あまりやる気が起きないときなどに取り組むことで、脳が刺激されてやっているうちに本格的な勉強モードになることも期待できます。
また、机に向かった勉強に飽きてしまったときに気分転換として取り入れてみることもオススメです。
音読の効果的なやり方
効果的なやり方① ただ口に出しているだけになっていないか確認
音読は、その意味を理解しながら読み進めないと効果が半減してしまいます。
例えば本や教科書を黙読しているとき、気がついたらなんとなく目で文字を追っていただけで内容が何も頭に入っていなかったという経験はないでしょうか。
音読は声に出すため黙読と比べれば集中しやすいですが、 やはり慣れてくるとただ無心で読み上げるだけになってしまいます。こうなると、せっかく音読をしているのに効果半減です。
そうならないためには、自分が音読している文章全体、さらには使われている言葉の一つひとつが理解できていることを確認しながら進めることが大切です。
効果的なやり方② 文章を音読する
音読は、 暗記したい単語や用語が含まれた文章を頭のなかで理解しながら行うと効果的です。
たとえば単語帳にある単語と意味をただ上から読むよりも、その単語を含んだ例文を音読するとその 単語の音だけでなく意味や使い方などが感覚として記憶されやすくなります。さらに、他の単語に応用できたりもします。
切り離された単語ではない英文に多く触れることは、暗記をすることにとどまらず英語の文章自体に馴染みがもてることにもつながります。
さらには 読解やリスニング能力に対してもよい影響を与えます。
文章に馴染みがもてるという点においては漢文古文にでも同様のことが言えます。
英単語や古文単語、歴史用語など、それぞれ読み方や意味を音読によって覚えた後、実際に手を動かして書けるようにすると、より簡単で効率的に暗記ができるようになります。
効果的なやり方③ 大きな声で音読する
特に英語の場合、いざ音読をしようとすると場合周りの人や家族に聞かれることがなんとなく恥ずかしく、ぼそぼそと小さい声になってしまう人は多いです。
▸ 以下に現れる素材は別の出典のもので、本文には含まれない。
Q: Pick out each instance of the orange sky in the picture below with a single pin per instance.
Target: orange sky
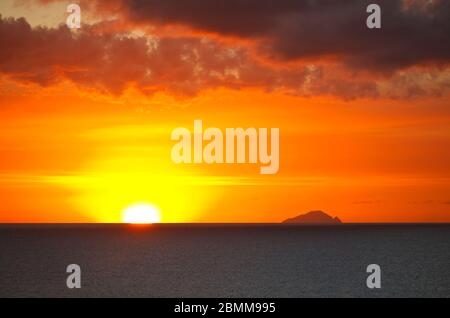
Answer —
(81, 139)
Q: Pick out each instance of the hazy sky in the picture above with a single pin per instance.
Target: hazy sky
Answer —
(86, 115)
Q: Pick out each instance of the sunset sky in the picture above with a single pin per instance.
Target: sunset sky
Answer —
(86, 115)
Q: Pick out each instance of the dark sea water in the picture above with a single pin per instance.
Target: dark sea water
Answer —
(225, 260)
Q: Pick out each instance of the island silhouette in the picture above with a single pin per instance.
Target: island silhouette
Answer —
(313, 217)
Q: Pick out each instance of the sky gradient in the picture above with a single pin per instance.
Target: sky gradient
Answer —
(86, 115)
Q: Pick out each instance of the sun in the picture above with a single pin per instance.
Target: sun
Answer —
(142, 213)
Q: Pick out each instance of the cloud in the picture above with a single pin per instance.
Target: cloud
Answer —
(413, 32)
(96, 58)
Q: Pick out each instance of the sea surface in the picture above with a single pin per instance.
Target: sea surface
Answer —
(189, 260)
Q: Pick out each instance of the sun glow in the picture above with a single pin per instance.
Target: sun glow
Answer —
(141, 214)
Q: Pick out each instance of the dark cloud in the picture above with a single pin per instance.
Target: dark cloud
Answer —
(413, 32)
(111, 62)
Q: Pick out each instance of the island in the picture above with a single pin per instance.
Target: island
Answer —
(313, 217)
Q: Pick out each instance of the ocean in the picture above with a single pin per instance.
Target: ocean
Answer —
(188, 260)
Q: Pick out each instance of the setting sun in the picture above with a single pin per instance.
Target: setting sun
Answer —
(141, 214)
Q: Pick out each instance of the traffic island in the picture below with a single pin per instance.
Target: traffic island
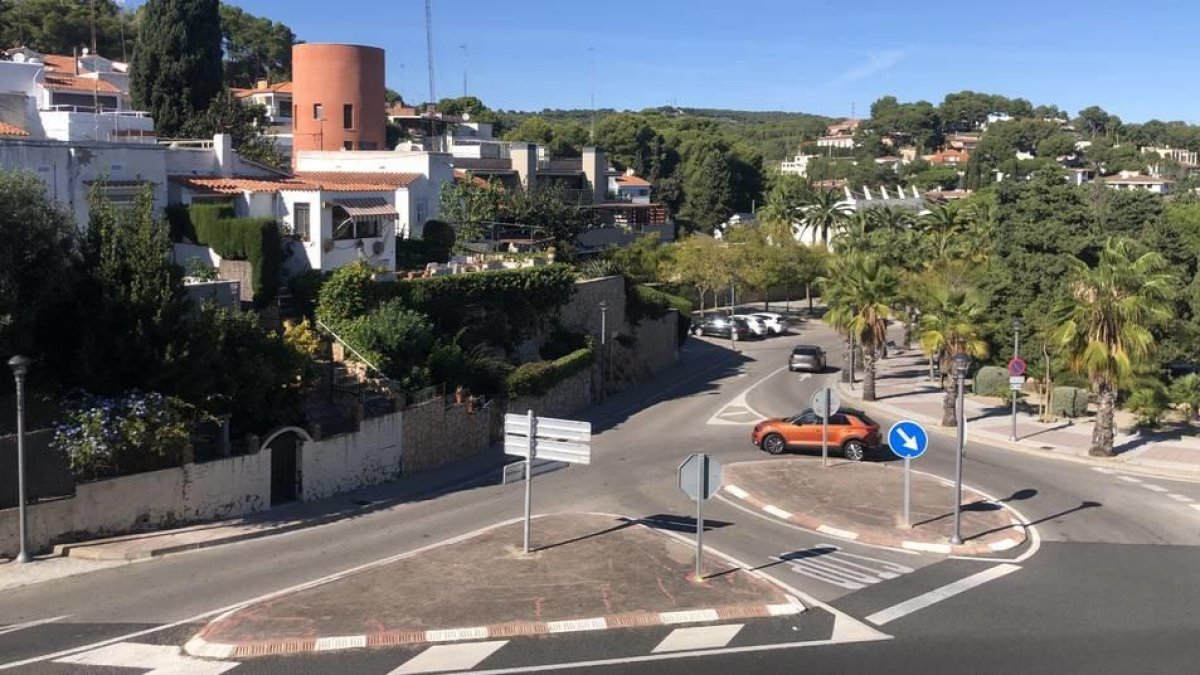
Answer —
(586, 573)
(863, 502)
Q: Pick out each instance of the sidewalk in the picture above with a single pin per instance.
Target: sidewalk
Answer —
(862, 502)
(586, 572)
(105, 553)
(904, 389)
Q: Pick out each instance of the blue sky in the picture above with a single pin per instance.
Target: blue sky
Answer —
(1134, 59)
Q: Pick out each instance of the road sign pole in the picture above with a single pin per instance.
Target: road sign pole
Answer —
(529, 479)
(701, 489)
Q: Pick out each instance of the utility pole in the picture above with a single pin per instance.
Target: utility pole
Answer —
(466, 65)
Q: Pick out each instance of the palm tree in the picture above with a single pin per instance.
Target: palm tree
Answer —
(1104, 326)
(952, 324)
(861, 304)
(823, 213)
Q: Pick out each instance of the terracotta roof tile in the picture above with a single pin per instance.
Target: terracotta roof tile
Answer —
(11, 130)
(348, 181)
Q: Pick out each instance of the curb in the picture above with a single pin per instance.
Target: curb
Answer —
(201, 647)
(876, 539)
(1144, 467)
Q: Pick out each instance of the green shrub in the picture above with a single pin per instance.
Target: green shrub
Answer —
(131, 432)
(473, 368)
(396, 340)
(991, 381)
(538, 377)
(1068, 401)
(255, 239)
(1147, 404)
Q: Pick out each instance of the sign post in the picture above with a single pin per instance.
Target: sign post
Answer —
(825, 404)
(907, 440)
(700, 478)
(545, 437)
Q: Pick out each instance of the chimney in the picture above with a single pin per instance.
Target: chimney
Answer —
(594, 169)
(222, 147)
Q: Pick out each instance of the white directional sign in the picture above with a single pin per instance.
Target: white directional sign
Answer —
(561, 440)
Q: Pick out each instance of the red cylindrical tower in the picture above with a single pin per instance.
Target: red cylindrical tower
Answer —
(337, 93)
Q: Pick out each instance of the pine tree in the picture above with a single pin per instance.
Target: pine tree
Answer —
(177, 67)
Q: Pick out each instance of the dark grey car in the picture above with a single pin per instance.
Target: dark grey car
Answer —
(807, 357)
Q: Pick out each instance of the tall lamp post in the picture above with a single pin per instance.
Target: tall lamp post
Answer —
(961, 364)
(604, 344)
(1017, 353)
(19, 366)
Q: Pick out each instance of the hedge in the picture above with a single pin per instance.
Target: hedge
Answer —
(538, 377)
(991, 381)
(1068, 401)
(252, 239)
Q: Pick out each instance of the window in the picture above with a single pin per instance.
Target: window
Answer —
(300, 221)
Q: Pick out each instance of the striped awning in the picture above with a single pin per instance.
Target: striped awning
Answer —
(367, 207)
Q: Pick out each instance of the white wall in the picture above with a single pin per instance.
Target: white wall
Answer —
(349, 461)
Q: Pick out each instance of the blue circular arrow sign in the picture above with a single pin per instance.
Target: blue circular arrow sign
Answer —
(907, 438)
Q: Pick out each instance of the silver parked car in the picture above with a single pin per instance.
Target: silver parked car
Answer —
(807, 357)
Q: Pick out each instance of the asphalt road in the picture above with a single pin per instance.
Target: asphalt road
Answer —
(1110, 587)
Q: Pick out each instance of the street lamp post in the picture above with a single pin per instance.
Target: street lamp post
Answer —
(19, 366)
(604, 344)
(1017, 353)
(961, 364)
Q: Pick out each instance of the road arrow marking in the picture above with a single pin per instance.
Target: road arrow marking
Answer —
(160, 659)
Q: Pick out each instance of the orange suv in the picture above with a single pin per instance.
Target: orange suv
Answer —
(850, 430)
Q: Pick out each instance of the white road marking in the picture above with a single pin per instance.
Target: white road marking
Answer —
(737, 491)
(829, 563)
(699, 638)
(577, 625)
(939, 595)
(451, 634)
(444, 658)
(741, 401)
(340, 643)
(150, 659)
(777, 512)
(689, 616)
(837, 532)
(16, 627)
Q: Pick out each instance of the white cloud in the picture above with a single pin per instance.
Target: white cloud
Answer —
(876, 63)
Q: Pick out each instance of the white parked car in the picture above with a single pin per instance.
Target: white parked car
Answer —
(757, 326)
(777, 323)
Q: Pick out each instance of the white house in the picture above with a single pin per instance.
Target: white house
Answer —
(629, 187)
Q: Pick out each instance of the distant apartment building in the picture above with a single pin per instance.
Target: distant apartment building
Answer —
(1133, 180)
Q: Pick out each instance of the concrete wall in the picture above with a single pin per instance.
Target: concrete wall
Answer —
(345, 463)
(436, 434)
(582, 312)
(565, 398)
(147, 501)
しかしハキハキと大きな声で行ったり、さらには歌にのせたりすると暗記量が増えるという研究結果があります。
自信をもってはっきりと声に出す、また楽しんでみようといった気軽な気持ちで取り組むことを少し意識してみてください。
慣れてくれば、音読に限らず発表の場面などで意外な効果が得られるかもしれません。
まとめ
いかがでしたか。これまでの話をふまえると、暗記をするうえで音読を利用しないのはとてももったいないと感じるのではないでしょうか。
少し述べましたが音読ばかりやれば完璧に暗記ができるというわけではありません。
テストは記述式が多くありますから、暗記したものを自分の手で書けるかどうかをしっかり確認しておく必要があります。
普段の勉強に音読を取り入れてより効率的な暗記に役立ててみてください。